I believe that the world of tech entrepreneurship is definitely in a bubble. But more than a startup bubble, we're in a coder talent bubble. Take a minute to read 2012 is for buying startups. Companies are getting bought not because they made anything of value or with a revenue model, they're getting bought more and more because the acquirers need more engineers. Have you looked at the list of sponsors for any hackathons lately? Huge companies (Google, Yahoo!, and Facebook come to mind) have sponsored several small hackathons reasonably close to the Philly area in just the past few months. They're not doing it mainly because it's a good thing to do, they're doing it because it's a recruitment tool and they desperately need to find engineers. (But keep doing it! Hackathons are awesome!) And then there's this phenomenon:
I'm a CS major at Stanford University, and I've been asked to co-found or become the CTO of a startup 3 times this week. And that is only counting the phone calls and meetings, emails are another story.
This is a quote on my post yesterday about how non-technical people can get a website built for their startup. I've seen it over and over again. CS majors at Penn are inundated with requests like these. Can you imagine asking some inexperienced programmer with a few algorithms classes under their belt to run a company? That's exactly what's happening. The fact that startups seem to be a vehicle for hiring people is driving up the price artificially high because we can value the company at absurd prices instead of the individuals. As a result the incentive is for engineers to start companies instead of being hired in a traditional fashion because the potential reward is much greater. This in turn drives the price of engineers even higher.
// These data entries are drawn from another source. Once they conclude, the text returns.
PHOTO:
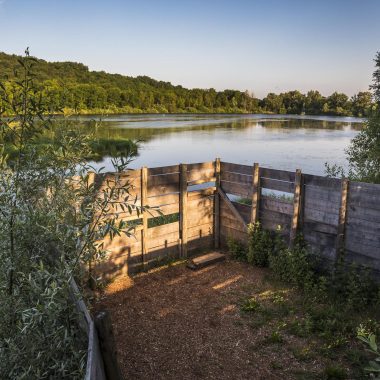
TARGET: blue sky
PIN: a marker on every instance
(259, 45)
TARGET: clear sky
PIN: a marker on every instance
(259, 45)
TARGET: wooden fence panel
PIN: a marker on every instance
(319, 210)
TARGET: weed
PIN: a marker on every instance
(334, 372)
(250, 305)
(275, 337)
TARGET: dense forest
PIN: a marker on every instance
(72, 87)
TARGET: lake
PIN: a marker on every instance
(276, 141)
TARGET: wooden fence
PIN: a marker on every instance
(209, 202)
(94, 365)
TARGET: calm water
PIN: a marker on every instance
(277, 141)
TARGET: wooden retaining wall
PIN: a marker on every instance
(173, 189)
(94, 365)
(334, 215)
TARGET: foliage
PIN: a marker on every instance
(363, 154)
(370, 340)
(50, 231)
(87, 91)
(237, 249)
(260, 245)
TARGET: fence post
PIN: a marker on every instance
(217, 205)
(91, 280)
(144, 199)
(255, 193)
(339, 248)
(107, 345)
(296, 207)
(183, 208)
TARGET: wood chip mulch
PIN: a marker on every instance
(176, 323)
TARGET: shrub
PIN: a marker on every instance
(50, 228)
(237, 249)
(260, 245)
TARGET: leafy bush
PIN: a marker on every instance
(237, 249)
(370, 340)
(260, 245)
(50, 231)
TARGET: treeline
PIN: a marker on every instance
(71, 86)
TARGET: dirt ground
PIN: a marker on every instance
(175, 323)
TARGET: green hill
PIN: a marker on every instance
(72, 86)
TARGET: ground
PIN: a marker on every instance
(226, 321)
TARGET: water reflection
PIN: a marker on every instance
(284, 142)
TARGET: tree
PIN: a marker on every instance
(362, 104)
(363, 154)
(376, 79)
(314, 103)
(50, 228)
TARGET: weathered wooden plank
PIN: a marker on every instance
(217, 204)
(320, 227)
(360, 199)
(244, 191)
(369, 262)
(280, 175)
(169, 228)
(237, 178)
(196, 219)
(320, 216)
(200, 244)
(183, 209)
(163, 200)
(200, 166)
(322, 194)
(196, 177)
(202, 181)
(354, 234)
(164, 243)
(274, 184)
(231, 222)
(163, 210)
(319, 238)
(296, 207)
(232, 233)
(144, 200)
(342, 219)
(325, 182)
(365, 188)
(200, 202)
(363, 247)
(160, 241)
(321, 204)
(235, 168)
(200, 230)
(367, 214)
(107, 345)
(255, 193)
(244, 211)
(164, 170)
(195, 194)
(205, 260)
(276, 217)
(162, 180)
(273, 204)
(158, 190)
(226, 200)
This phenomenon is a result of structural unemployment. Because too few people are trained to do the jobs that are available (read: programming) there are a lot of people unemployed despite there being a lot of job openings. What's interesting about this is that, short-term, programmers are in the business of unemploying people; they accelerate the structural unemployment process by producing tools that make companies more efficient. When the recession hit in 2009, it provided a trigger for companies under stress to lay off a lot of people and adopt new efficient technologies instead, which in turn prompted an even larger push to find programmers. Longer-term these efficiency gains usually end up creating a lot of jobs, though it looks like we haven't hit that point yet.
One possible implication is that if companies weren't so desperate to hire coders, there'd be less of a startup bubble and less unemployment. There could also be a shift in the kinds of startups we see as those less serious about it would be hired through the usual process instead of via acquisition. There are two ways to get to this point: train more coders, and make coders obsolete. I'm not sure what the second case would look like.
Update: Another factor in this problem is that programmers are typically out of the industry by 35. Maybe another solution to the problem is to pay older coders reasonable salaries instead of maintaining this constant churn.